But consumer advocates are skeptical. Marisabel Torres, the director of California policy at the Center for Responsible Lending, says “Buy Now Pay Later” is a misnomer. These are short-term loans paid back in installments, with terms that can vary dramatically. Some include late fees but not interest; others charge interest. Some report to credit bureaus and some don’t. Consumer advocates say the variety of offerings can be especially confusing for younger users with little credit history or financial literacy.
Afterpay, for example, doesn’t charge interest on BNPL services, but it collected A$87 million ($64 million) in late fees from users in the 12 months ended June 30. Affirm doesn’t charge late fees but collected $200 million in interest payments from consumers in the same 12-month period.
“Regulators need to be looking under the hood to see exactly how much of the profits these companies are making is coming from the fact that they might be charging a lot of late fees,” Torres says. High default rates and user debt could speak to a business model designed to profit from inability to pay. “We’ve seen credit flood the market before when no one was paying attention,” she says. “That ended up not being good for consumers or the economy.”
Lawmakers and regulators are taking notice. Earlier this month, the House Financial Services Committee heard from consumer advocates on the potential risks to consumers of the services. Torres and other witnesses called for tighter regulation and more data on how often users default, the potential long-term impact on credit scores, and tighter rules around credit approval.
The Consumer Financial Protection Bureau in July issued a blog post to guide consumers. Among other things, the post warned, “Don’t overextend your finances.”
“We have experience working with regulators to build in a lot of the protections that we already have from the very beginning,” says Harris Qureshi, Afterpay’s head of public policy. He notes that the service freezes a user’s account if they miss payments and offers a “hardship line” for users unable to make payments following unforeseen issues.

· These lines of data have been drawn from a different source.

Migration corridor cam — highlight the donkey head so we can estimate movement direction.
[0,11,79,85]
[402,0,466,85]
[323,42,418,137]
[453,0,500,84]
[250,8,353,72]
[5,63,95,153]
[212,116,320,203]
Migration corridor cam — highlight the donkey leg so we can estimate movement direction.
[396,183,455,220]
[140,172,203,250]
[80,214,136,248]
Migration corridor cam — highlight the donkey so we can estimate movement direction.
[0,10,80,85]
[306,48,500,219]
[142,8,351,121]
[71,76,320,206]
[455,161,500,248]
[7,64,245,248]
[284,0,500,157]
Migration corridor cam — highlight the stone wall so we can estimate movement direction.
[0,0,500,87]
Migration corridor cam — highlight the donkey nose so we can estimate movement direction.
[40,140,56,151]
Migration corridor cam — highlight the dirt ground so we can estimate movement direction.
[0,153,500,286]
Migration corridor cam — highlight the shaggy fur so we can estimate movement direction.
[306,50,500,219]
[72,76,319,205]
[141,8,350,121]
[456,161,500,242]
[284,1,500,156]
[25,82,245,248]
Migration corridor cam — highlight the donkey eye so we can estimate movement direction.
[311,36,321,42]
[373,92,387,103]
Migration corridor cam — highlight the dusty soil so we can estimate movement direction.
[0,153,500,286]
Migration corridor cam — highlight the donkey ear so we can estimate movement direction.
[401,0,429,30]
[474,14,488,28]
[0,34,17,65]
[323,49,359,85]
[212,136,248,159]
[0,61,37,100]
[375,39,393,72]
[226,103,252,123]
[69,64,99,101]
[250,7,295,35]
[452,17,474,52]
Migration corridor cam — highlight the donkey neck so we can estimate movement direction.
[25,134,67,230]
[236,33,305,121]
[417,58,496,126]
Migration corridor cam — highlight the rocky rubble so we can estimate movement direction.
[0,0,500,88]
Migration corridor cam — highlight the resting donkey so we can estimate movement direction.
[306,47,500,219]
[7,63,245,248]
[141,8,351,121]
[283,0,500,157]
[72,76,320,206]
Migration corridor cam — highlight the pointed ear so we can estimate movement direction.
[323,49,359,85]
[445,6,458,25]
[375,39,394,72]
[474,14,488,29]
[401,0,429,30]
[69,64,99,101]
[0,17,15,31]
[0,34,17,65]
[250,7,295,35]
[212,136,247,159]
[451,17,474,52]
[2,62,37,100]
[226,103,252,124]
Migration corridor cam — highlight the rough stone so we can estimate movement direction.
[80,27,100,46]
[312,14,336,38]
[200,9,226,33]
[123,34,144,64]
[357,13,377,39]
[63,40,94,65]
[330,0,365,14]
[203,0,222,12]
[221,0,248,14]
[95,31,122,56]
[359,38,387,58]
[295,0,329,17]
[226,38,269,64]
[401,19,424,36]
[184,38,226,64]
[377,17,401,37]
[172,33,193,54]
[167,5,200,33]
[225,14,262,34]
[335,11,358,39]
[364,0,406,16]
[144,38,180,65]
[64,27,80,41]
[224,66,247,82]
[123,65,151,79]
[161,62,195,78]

In a statement to WIRED, an Affirm spokesperson says that the company doesn’t charge late fees, tells consumers their total costs upfront, and screens users before approving them for BNPL financing.
“We understand and support reasonable regulation and are compliant with regulations” enforced by state and federal agencies, a Klarna spokesperson said in an emailed comment. ”We do not, however, believe no-interest products should be regulated in the same way as high-interest products.”
Merchants, too, pay fees to the services, typically either a flat charge of, say, 30 cents on each purchase, a commission of around 4 to 6 percent of the purchase, or sometimes both. This, too, is variable. Merchant fees and transactions make up roughly half of Affirm’s revenue but over 90 percent of Afterpay’s. But some merchants love the services.
“As soon as I started using it, I sold more products,” says Brittany Aaron, who sells bath and body products in her online shop, Angel Kisses. Since offering Shop Pay and Afterpay early last year, Aaron says sales increased roughly 30 percent, with nearly 70 percent of users buying goods with BNPL services.
Aaron says the fees she pays to the services are a small price for the sizable increases in shoppers’ baskets. Since offering the service, BNPL shoppers have spent more on each trip. A recent survey from Lending Tree found that a quarter of BNPL users admitted they bought more using the service than they would have if they had to pay out of pocket.